Gang of Four - Complicit EP
- by Mark Moody Release Date:2018-04-20 Label: Gill Music

Post punk pioneers Gang of Four may still quantitatively add up, but with guitarist Andy Gill as their only remaining member it’s certainly not the same band when it comes to quality. Their latest release is a four track EP, Complicit, consisting of three new songs and a remixed version of the first track. If you were blindfolded and had to choose which late 70s/early 80s band you were listening to I guess they retain something of their signature sound. The touchpoint likely being Songs of the Free where they waded a little more into the middle of the dance floor, but any sense of underlying dread or urgency is long gone.
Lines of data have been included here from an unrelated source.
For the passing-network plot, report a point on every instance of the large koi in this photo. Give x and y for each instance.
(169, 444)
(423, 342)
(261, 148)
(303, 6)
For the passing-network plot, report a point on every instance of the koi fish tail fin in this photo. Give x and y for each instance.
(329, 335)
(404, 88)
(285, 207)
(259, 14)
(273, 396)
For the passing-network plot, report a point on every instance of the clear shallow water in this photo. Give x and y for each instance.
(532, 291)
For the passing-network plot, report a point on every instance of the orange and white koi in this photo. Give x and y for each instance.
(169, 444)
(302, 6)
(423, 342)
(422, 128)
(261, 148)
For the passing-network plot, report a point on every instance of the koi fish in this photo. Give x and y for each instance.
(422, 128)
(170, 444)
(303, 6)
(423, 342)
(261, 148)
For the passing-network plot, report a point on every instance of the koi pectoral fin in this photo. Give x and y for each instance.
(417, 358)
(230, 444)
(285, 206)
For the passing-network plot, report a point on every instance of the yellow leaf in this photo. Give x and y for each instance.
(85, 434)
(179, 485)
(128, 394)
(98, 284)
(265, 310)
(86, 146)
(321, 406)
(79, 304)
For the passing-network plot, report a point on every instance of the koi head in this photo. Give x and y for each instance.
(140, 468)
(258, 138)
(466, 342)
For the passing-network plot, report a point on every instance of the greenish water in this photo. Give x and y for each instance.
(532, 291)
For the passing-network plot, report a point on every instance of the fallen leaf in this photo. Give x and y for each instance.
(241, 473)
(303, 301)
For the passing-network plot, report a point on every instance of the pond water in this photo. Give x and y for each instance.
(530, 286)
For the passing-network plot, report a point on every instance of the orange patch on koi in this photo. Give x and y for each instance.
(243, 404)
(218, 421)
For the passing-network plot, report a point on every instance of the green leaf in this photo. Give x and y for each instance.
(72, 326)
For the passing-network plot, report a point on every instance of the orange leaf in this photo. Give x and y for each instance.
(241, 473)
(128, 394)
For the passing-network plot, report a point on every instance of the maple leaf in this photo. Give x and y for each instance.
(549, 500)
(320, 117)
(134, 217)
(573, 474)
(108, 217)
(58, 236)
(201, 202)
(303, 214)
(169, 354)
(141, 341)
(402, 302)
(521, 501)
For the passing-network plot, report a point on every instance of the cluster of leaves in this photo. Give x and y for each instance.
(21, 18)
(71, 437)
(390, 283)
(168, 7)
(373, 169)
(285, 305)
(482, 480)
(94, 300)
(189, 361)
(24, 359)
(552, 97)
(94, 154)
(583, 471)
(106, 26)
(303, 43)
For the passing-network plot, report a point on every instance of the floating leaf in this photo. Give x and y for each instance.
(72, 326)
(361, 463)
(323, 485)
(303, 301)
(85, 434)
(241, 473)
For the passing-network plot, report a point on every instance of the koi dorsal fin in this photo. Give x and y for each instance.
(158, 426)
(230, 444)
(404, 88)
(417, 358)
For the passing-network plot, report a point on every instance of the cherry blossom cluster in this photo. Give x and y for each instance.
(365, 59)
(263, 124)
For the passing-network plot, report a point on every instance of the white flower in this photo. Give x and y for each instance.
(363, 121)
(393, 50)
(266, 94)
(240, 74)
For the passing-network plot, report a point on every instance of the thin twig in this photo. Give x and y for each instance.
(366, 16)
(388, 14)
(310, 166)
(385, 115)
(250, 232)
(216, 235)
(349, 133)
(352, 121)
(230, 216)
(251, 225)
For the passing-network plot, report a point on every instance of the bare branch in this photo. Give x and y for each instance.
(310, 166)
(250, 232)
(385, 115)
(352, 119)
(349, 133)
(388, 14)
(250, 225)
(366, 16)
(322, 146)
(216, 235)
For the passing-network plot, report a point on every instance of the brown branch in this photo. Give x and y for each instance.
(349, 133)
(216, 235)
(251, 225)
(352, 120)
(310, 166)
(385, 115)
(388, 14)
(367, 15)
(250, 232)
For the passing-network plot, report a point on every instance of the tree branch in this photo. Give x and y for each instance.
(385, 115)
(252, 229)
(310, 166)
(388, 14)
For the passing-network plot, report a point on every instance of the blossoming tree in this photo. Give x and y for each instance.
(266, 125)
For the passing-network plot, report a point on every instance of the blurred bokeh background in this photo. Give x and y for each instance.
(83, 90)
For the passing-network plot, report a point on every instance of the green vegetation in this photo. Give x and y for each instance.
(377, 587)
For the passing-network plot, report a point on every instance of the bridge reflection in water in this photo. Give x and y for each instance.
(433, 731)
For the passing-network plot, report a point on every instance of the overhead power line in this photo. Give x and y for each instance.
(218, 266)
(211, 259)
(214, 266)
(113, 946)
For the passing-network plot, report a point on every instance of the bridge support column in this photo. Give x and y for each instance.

The songs themselves while attempting to be topical or political veer too far to the juvenile or pedantic to have any impact. The best (worst?) example being the middle track ‘Ivanka (Things You Can’t Have)’, where the title of the EP is taken from. Certainly not being sneaky in who they are targeting, they take shots at the Prez’s eldest daughter by mocking her campaign speech - “daddy loves women and he believes in family”. If you can down that, it’s followed by the cringeworthy “In the morning daddy wants me in his room, it’s where we get together.” Whether intended to be funny or scathing, it’s neither and ends up an embarrassing footnote in the band’s history. I’m certainly not a Trump supporter, but of his brood Ivanka seems to display a little more intelligence, poise and entrepreneurial skill than the others. Not sure she would be first on my list to skewer, but to each his own. The most daring thing about the EP in the end is using Ivanka’s picture on the cover, which will undoubtedly garner some press and maybe a Presidential tweet if they're lucky. The tactic recalls Don Was’ ‘Read My Lips’ where the younger Bush was sampled from his own campaign speech but in that case no one was going after the kids.
The lead track ‘Lucky’ is a similarly watered down swipe at the financial system. Replacing Jon King, lead singer John “Gaoler” Sterry complains “the lucky get the luck and the long shots lose” in a cautionary tale of the system being rigged against the little guy. With a muscular rhythm and buzzing guitars it does retain something of their roots, but comes off not any more dangerous than a Foreigner single. The final track before the remix ‘I’m a Liar’ is forgettable as well, with a slinky chorus that sounds like it was lifted from Bruce Springsteen’s by way of The Pointer Sister’s ‘Fire’. While the final indignity belongs to a remix of ‘Lucky’, which has a bit of an Egyptian bazaar flavoring thrown in. The only thing lucky for the listener is that the remix ends up being shorter than the original take.
Maybe trading on the name Gang of Four, along with the cover photo, will sell a few copies of this record, though that seems like something this band would have originally stood against. There are bands that have remained relevant and recharged from time to time even over the course of four decades, but this EP just sadly isn’t evidence of that. A dog without its bark, bite, or ability to get the fur flying is in the end just a dog.